Documenting this here for posterity:
I got the port extender / controlling bridge working with the MikroTiks in the middle, with this setup:
/interface bridge
add arp=disabled forward-reserved-addresses=yes name=bridge protocol-mode=none
/ipv6 settings
set disable-ipv6=yes
/ip neighbor discovery-settings
set discover-interface-list=lldp_interfaces
/interface ethernet switch rule
add comment="one way" new-dst-ports=qsfp28-1-1 ports=qsfp28-2-1 switch=switch1
add comment="another way" new-dst-ports=qsfp28-2-1 ports=qsfp28-1-1 switch=switch1
Even my initial try was mostly correct, what took me the longest time to debug was the need to disable LLDP on the affected interfaces (because the 802.1br gear panicked when it saw unknown LLDP packets on the wire when it thought it had a dedicated link). I disabled IPv6 too for similar reasons, to avoid the multicast traffic on the interfaces.
If you enable VLAN filtering on the bridge you get better facilities for isolating the CPU from the bridge, but I thought this setup was clearer than that (the 802.1br stuff probably skips the filtering since the e-tag is where the VLAN tag would be, but I didn’t want to rely on that). So having a facility for specifying a hardware bridge without VLAN filtering AND without any CPU participation would be great for these pseudo-L1 bridging cases.
A clear diagram showing the precedence order of VLAN filtering, switch rules, switch port isolation and neighbor discovery would have been very, very useful in setting this up too. As it is, I had to guess which processing would happen first, whether the switch rules would override VLAN filtering, etc.

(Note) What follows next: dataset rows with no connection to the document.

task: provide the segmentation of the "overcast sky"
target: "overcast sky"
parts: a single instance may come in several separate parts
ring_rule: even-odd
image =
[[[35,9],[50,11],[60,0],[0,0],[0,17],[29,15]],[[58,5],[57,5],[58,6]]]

Also if MikroTik supported egress switch rules the setup would’ve been clearer (in terms of not needing the separate LLDP / IPv6 config).
@markonnen,
As it is, I had to guess which processing would happen first, whether the switch rules would override VLAN filtering, etc.
such a thorough observation. beautiful 
I’m just reading your posts partially, so please excuse me if i might missed something.
as far as logic concerned,
everything should start with plain vanilla processing first. which is bridging ingress process - because any dot1 was built on top of it. including vlan stp port security etc.
why?
as simple as you just don’t know what to read if there is nothing written on the paper.
Right, I think this documentation does exist for the general bridging case, but not for the hardware switch implementation which I rely on here.
Well, it does not have the sort of diagram that I asked for and it doesn’t apply to the devices I’m using (CRS504). So no.